IT業界で特に優秀な人のことを10x ナントカと呼ぶことがあります。engineerとかdeveloperとかprogrammerとか、コードを書く職業が入ることが多いようです。普通の人の10倍の生産性があるとか10人前役に立つとかそういった意味合いです。本当に10倍なのか、もっと高いんじゃないか、低いんじゃないか、1人に依存すると危ないんじゃないか、などということでときどき話題になるようです。これ自体はしばらく前からときどき見かける表現です。

先日とあるポッドキャストを聞いていたところ、10x(テンエックス)の部分だけが取り出されて、動詞として使われていました。それも、「10倍にする」という、字面からすぐ想像がつく意味ではなく、「10倍うまくやる」という意味だったようです。そんな使い方があるんだなあと思って調べてみたところ、形容詞としては、やはり数量として10倍にできるものにくっつくことが多いものの、10倍すごい、10倍の価値がある、10倍の生産性がある、というような意味で、数量と直接結び付かないものにくっつくことが増えつつあるようでした。動詞として使われることはあまりないように見えました。ただ、検索するのが難しいこともあり、実際のところはよくわかりません。

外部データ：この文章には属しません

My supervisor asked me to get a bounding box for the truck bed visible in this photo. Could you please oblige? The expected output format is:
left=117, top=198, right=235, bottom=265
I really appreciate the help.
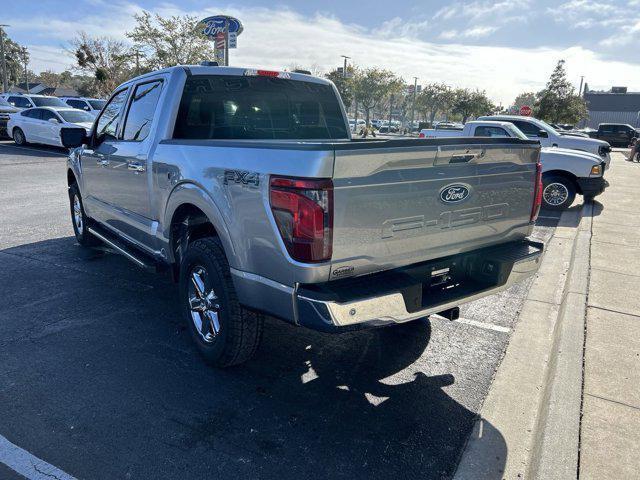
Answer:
left=155, top=137, right=540, bottom=285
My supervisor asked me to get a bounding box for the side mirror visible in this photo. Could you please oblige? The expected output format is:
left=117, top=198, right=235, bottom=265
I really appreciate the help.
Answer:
left=60, top=127, right=89, bottom=148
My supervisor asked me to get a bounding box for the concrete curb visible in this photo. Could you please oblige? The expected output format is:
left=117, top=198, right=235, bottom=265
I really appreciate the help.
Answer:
left=454, top=204, right=593, bottom=480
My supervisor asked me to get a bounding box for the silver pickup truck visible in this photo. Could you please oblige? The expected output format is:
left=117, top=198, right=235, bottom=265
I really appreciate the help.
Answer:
left=61, top=66, right=542, bottom=366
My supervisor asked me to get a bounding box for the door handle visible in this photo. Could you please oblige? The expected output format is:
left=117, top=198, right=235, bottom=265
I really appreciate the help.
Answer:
left=127, top=162, right=146, bottom=173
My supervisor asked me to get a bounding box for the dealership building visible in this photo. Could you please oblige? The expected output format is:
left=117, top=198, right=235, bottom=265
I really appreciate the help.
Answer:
left=581, top=85, right=640, bottom=128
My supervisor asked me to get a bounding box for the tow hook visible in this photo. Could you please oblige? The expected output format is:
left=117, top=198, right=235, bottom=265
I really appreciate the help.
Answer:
left=437, top=307, right=460, bottom=321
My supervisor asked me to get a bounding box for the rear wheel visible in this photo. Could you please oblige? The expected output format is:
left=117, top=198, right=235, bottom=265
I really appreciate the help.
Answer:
left=13, top=127, right=27, bottom=145
left=69, top=183, right=100, bottom=247
left=542, top=175, right=576, bottom=210
left=180, top=237, right=264, bottom=367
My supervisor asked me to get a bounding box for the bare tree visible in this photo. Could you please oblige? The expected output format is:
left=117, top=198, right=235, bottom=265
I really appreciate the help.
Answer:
left=127, top=12, right=214, bottom=70
left=71, top=32, right=132, bottom=96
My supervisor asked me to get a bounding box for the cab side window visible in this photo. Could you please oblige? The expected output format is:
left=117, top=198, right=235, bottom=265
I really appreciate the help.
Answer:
left=67, top=100, right=89, bottom=110
left=7, top=97, right=32, bottom=108
left=122, top=80, right=162, bottom=142
left=20, top=108, right=42, bottom=120
left=41, top=109, right=60, bottom=122
left=96, top=88, right=127, bottom=140
left=474, top=127, right=510, bottom=138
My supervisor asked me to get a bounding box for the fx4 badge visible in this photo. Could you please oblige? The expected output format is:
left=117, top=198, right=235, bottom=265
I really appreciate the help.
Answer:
left=224, top=170, right=260, bottom=187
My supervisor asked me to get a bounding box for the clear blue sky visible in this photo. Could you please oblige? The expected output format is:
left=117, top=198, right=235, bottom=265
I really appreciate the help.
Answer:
left=0, top=0, right=640, bottom=100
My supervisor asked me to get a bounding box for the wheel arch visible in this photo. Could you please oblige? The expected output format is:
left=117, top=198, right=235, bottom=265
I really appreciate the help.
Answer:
left=67, top=168, right=78, bottom=187
left=542, top=170, right=582, bottom=195
left=163, top=184, right=237, bottom=272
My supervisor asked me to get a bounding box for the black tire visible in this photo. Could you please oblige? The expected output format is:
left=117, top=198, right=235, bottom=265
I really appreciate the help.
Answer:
left=179, top=237, right=264, bottom=367
left=69, top=183, right=100, bottom=247
left=542, top=174, right=576, bottom=210
left=13, top=127, right=28, bottom=146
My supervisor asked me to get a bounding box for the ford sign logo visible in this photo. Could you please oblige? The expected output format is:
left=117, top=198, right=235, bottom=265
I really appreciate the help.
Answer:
left=440, top=183, right=470, bottom=203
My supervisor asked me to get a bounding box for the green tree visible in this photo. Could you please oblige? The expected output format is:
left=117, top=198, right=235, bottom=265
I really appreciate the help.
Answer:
left=353, top=68, right=404, bottom=124
left=71, top=32, right=133, bottom=97
left=511, top=92, right=536, bottom=116
left=452, top=88, right=495, bottom=123
left=416, top=83, right=453, bottom=123
left=0, top=33, right=32, bottom=87
left=126, top=12, right=215, bottom=70
left=535, top=60, right=588, bottom=123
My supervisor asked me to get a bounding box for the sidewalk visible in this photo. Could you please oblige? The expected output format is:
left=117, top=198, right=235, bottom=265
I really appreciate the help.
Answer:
left=579, top=153, right=640, bottom=480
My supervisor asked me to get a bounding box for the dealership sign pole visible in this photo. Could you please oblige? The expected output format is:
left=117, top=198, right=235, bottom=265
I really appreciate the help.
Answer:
left=197, top=15, right=243, bottom=66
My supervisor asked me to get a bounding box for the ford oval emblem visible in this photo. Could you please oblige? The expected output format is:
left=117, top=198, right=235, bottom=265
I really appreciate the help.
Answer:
left=440, top=183, right=470, bottom=203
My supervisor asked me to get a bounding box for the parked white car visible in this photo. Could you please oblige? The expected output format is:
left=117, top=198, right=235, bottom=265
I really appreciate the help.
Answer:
left=478, top=115, right=611, bottom=160
left=349, top=118, right=367, bottom=135
left=420, top=117, right=610, bottom=210
left=7, top=107, right=94, bottom=147
left=60, top=97, right=107, bottom=118
left=0, top=93, right=68, bottom=110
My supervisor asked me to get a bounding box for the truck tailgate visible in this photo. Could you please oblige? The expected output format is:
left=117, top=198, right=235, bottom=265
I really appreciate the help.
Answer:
left=330, top=138, right=540, bottom=280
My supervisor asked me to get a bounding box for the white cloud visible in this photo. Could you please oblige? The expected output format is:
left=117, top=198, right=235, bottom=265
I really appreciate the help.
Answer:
left=12, top=5, right=640, bottom=104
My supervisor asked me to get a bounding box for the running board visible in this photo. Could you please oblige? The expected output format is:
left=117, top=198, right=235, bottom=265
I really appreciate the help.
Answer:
left=87, top=227, right=158, bottom=272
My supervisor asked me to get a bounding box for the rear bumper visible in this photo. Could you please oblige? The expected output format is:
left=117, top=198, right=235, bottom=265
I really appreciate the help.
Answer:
left=232, top=240, right=543, bottom=332
left=577, top=177, right=608, bottom=197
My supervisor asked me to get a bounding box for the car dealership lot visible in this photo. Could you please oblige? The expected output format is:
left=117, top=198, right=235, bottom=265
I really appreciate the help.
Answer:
left=0, top=142, right=557, bottom=479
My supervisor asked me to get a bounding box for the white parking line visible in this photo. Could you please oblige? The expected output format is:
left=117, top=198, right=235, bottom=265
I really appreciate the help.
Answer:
left=433, top=315, right=511, bottom=333
left=0, top=143, right=65, bottom=157
left=0, top=435, right=76, bottom=480
left=456, top=318, right=511, bottom=333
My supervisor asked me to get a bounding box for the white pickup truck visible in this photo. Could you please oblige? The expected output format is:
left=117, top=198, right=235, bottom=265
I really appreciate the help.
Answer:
left=478, top=115, right=611, bottom=161
left=419, top=117, right=610, bottom=210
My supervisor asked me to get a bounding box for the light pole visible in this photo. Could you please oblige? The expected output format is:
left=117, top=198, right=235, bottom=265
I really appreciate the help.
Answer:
left=0, top=24, right=10, bottom=93
left=409, top=77, right=418, bottom=133
left=20, top=47, right=31, bottom=93
left=340, top=55, right=351, bottom=78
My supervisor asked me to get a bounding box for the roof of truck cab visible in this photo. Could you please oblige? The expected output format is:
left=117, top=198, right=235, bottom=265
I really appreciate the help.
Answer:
left=120, top=65, right=332, bottom=86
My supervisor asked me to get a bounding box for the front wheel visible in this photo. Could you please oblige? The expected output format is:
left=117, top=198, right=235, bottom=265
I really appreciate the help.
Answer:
left=542, top=175, right=576, bottom=210
left=13, top=127, right=27, bottom=146
left=69, top=183, right=100, bottom=247
left=180, top=237, right=264, bottom=367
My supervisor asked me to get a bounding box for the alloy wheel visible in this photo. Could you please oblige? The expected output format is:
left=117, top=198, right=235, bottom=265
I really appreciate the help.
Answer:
left=542, top=182, right=569, bottom=207
left=187, top=266, right=220, bottom=343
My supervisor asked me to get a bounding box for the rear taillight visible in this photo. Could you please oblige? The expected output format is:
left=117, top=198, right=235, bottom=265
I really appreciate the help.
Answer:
left=530, top=160, right=542, bottom=222
left=269, top=177, right=333, bottom=263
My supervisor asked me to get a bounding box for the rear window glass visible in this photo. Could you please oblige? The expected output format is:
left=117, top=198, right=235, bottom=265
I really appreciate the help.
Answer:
left=31, top=97, right=66, bottom=107
left=88, top=100, right=107, bottom=110
left=174, top=75, right=348, bottom=140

ポジティブな意味を添える単語、ネガティブな意味を添える単語というのがあって、強弱の問題があるとはいえ、翻訳するときはいちいち真面目に直訳しなくてもよろしい、という説があります。それに当てはめて考えると、この10xは「超すごい」とか「非常にすばらしい」とか「極めて優秀な」とかいう感じのようです。元々は根拠があって10だったはずなのに、数字は飾りになってしまって、しかもどう10倍くらいすごいのかは読み手が補って考えないといけないということで、だいぶ乱暴な表現ですね。ノリがいいので重宝されるのでしょう。